I'm not taking any chances on the negative effects of sleep deprivation.  We've always had a 7 p.m. bed time because I like to get up really early and write.  Lately, we're still working on things past 9 pm, but at least we're doing it in PJ's and with teeth brushed.  Nonetheless, there are really great kids excelling who routinely get zero sleep.  But there are many more kids who don't get enough sleep and it ruins their education.

I'll have to finish my mega article in the next article.  I tried writing the two topics but they are too big to fit and too important. 


  1. My second grader took COGAT a couple of weeks ago. Now, it will take a couple of months for us to find out whether he will make it to GAT or not. What do we do in this waiting game? If we don't get in, we need to retake COGAT or try other IQ tests to override COGAT score (e.g. SB or WISC...etc.) Technically it's not a test season but I don't want be in the panic mode in a couple of months all of a sudden because of potentially bad news. What would be my strategy for the next couple of months? We stopped math and reading right before COGAT so now we're having a daily routine doing math (2 years ahead) and word board. Other than that and also school homework, I have no idea. Help!
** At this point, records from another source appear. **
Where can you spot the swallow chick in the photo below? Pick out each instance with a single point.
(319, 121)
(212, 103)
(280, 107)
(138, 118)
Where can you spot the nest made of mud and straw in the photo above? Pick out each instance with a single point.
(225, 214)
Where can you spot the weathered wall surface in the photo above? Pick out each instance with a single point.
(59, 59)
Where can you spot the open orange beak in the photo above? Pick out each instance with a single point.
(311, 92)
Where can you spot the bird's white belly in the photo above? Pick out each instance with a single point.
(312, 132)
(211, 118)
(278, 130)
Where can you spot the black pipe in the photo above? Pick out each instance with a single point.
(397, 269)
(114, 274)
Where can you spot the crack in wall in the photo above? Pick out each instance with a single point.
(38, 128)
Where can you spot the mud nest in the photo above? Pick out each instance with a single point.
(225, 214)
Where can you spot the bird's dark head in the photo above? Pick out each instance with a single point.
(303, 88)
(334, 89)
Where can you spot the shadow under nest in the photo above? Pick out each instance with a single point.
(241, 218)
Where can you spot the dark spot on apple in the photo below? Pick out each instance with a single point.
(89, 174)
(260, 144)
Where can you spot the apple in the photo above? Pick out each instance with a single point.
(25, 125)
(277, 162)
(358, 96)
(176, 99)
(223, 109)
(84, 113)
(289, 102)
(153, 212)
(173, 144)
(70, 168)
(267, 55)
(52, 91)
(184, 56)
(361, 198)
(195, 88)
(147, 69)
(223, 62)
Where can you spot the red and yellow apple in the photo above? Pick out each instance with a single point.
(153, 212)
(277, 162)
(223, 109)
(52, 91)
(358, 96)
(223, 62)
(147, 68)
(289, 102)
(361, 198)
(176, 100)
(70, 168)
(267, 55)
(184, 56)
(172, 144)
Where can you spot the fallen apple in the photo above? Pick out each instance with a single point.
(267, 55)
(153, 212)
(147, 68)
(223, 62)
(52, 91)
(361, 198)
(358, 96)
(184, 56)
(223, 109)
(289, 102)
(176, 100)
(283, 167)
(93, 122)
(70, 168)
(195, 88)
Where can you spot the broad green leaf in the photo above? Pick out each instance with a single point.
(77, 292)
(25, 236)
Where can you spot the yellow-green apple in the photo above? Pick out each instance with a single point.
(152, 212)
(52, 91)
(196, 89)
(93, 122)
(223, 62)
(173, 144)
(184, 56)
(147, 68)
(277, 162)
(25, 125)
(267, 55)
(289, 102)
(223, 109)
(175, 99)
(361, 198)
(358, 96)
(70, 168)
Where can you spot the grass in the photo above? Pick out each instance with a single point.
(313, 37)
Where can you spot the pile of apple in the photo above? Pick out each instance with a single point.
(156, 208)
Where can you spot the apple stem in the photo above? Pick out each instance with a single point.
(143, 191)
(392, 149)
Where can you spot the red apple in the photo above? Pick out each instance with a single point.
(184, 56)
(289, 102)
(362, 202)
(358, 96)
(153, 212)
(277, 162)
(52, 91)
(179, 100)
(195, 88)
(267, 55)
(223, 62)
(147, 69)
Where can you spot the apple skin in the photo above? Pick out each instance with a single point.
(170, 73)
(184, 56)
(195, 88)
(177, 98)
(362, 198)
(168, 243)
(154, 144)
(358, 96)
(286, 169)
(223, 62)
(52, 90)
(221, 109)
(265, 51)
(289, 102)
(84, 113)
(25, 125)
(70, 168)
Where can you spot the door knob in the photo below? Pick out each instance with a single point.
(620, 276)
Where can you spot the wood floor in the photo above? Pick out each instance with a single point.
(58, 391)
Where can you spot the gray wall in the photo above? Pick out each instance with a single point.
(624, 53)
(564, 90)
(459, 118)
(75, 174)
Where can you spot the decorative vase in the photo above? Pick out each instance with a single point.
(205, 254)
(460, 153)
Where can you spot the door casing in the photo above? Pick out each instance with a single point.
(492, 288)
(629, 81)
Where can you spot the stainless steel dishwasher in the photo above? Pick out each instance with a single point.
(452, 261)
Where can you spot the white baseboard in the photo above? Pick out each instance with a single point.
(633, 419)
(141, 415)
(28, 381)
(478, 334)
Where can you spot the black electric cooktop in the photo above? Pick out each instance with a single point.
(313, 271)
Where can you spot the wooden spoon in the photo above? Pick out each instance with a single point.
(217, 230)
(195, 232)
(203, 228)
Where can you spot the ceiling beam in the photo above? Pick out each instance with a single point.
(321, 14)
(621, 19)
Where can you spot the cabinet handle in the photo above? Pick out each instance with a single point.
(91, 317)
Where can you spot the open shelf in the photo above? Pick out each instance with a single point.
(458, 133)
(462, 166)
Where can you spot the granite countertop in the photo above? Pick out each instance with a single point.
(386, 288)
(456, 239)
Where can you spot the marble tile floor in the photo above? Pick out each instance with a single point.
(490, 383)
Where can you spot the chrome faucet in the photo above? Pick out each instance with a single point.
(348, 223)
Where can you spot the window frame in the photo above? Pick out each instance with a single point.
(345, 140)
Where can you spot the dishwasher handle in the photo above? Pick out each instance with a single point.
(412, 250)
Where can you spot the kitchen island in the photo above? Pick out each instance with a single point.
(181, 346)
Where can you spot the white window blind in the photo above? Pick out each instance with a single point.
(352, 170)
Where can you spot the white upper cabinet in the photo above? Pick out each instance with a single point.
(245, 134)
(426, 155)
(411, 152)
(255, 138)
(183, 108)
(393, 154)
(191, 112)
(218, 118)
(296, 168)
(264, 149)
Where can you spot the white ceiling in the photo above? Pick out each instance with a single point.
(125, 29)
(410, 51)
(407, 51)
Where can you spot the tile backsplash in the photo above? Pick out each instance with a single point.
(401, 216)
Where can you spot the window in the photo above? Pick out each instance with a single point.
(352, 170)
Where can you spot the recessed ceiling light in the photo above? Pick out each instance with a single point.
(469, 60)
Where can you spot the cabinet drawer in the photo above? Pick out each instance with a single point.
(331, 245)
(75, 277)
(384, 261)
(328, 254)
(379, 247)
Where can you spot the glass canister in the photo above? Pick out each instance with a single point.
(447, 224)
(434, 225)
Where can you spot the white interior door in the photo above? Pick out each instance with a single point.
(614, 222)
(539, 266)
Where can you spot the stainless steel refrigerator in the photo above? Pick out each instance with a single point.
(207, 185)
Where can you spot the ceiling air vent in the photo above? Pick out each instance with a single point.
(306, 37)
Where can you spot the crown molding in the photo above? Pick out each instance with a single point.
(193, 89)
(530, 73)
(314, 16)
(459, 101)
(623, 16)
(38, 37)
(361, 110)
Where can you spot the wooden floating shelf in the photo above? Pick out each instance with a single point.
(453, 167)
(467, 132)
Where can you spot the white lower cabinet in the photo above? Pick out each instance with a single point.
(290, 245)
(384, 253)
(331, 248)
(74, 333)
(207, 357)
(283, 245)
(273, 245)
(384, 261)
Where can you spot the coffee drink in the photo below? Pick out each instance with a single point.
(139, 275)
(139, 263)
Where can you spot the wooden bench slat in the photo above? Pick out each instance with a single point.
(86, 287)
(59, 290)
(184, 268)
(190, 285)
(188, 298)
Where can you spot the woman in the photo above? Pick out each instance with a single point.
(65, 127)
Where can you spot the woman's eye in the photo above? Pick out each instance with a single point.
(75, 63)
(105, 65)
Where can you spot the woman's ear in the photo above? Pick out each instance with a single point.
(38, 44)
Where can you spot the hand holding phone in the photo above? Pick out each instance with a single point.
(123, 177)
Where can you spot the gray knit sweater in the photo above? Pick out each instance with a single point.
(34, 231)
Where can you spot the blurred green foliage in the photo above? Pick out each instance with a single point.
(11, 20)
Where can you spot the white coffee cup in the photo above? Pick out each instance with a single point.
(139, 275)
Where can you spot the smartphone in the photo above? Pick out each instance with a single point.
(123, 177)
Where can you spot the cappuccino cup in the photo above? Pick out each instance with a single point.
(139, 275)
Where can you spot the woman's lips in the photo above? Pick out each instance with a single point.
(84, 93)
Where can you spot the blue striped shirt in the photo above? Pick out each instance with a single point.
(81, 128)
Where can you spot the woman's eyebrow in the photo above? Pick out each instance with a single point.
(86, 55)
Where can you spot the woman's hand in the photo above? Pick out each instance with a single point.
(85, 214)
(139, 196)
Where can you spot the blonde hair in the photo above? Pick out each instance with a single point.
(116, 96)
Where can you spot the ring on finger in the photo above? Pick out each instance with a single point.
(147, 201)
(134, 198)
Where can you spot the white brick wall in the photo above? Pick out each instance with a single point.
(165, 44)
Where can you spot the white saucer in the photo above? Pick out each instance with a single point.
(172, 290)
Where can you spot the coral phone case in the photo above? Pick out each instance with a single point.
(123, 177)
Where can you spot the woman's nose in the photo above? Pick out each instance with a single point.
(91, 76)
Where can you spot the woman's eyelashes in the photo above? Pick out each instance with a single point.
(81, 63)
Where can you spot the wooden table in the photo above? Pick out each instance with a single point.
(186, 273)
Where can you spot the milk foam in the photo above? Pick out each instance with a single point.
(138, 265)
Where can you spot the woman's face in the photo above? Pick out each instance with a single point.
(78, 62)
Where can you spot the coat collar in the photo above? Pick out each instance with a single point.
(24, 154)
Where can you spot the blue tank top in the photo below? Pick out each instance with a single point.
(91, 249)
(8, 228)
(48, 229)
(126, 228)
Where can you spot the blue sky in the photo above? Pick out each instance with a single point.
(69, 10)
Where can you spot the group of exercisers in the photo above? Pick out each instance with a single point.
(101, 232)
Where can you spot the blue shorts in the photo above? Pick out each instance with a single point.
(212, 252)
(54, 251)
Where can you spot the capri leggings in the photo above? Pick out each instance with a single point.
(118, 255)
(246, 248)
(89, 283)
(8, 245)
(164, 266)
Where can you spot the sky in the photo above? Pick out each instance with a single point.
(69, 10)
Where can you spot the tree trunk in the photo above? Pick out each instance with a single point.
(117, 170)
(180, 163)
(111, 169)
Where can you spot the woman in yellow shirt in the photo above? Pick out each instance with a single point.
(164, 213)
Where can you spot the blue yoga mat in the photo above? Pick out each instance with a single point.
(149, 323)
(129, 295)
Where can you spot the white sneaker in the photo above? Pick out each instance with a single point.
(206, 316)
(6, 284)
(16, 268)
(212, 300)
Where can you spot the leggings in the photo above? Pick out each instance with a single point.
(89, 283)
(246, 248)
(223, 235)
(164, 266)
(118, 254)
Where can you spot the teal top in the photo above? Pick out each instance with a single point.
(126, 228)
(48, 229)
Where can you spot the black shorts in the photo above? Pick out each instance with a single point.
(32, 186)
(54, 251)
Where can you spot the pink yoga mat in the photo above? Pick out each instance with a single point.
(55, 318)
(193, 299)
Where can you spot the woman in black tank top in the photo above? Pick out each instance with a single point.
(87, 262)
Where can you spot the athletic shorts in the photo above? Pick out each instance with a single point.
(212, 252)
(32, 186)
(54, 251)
    1. You're pretty much doing what you need to do. The problem with the WISC is that the problems are long and tedious and require iterations. I'm going to recommend the Word Problems from TPM 2 (not tedious but same amount of struggle) or TPM 3 if you kid reads at the 4th grade emotional level. If you either route, feel free to contact me because I'm sitting on a library of experimental material for backtrack and think ahead. Otherwise there are companies that specialize in the WISC but I think their material is dubious because in order to be an actual company, you need to reach the broader market, and the broader market is not anywhere near 98%.

  2. Did you have to get a letter of recommendation from anyone to put the GAT application together? It's one of the documents I have to get prepared as part of ours in our state and we're going to ask one from her piano teacher. I have no idea what needs to be included and the teacher has no clue either asking me for an advice. :) What should I tell her, I am sure she will comment on my child's music skills but anything specific they might look at? From an inexperienced mom, first time going through this.

    1. We didn't do it, but as an objective, dispassionate advice giver, let me point out that the this letter will help the powers that be decide if your child is capable of excelling in an accelerated, DIY learning environment with more projects than text books and you are probably both underestimating your child. Self starter, dedicated, sees things through the end, interested, curious, artistic, goes the extra mile, loves learning, and as a downside reads way to much. I like the music teacher idea as a solution. A teacher's recommendation probably carries more weight but less objectivity. What state is this? One of the Power Mom's on my Awesomeness committee rated her child almost average and the child is at about 99.7% so don't make the same mistake. Finally, give your piano teacher the list here, and tell her that your Academic Process Consultant is thinking of a switch to the oboe but wants to see the letter first.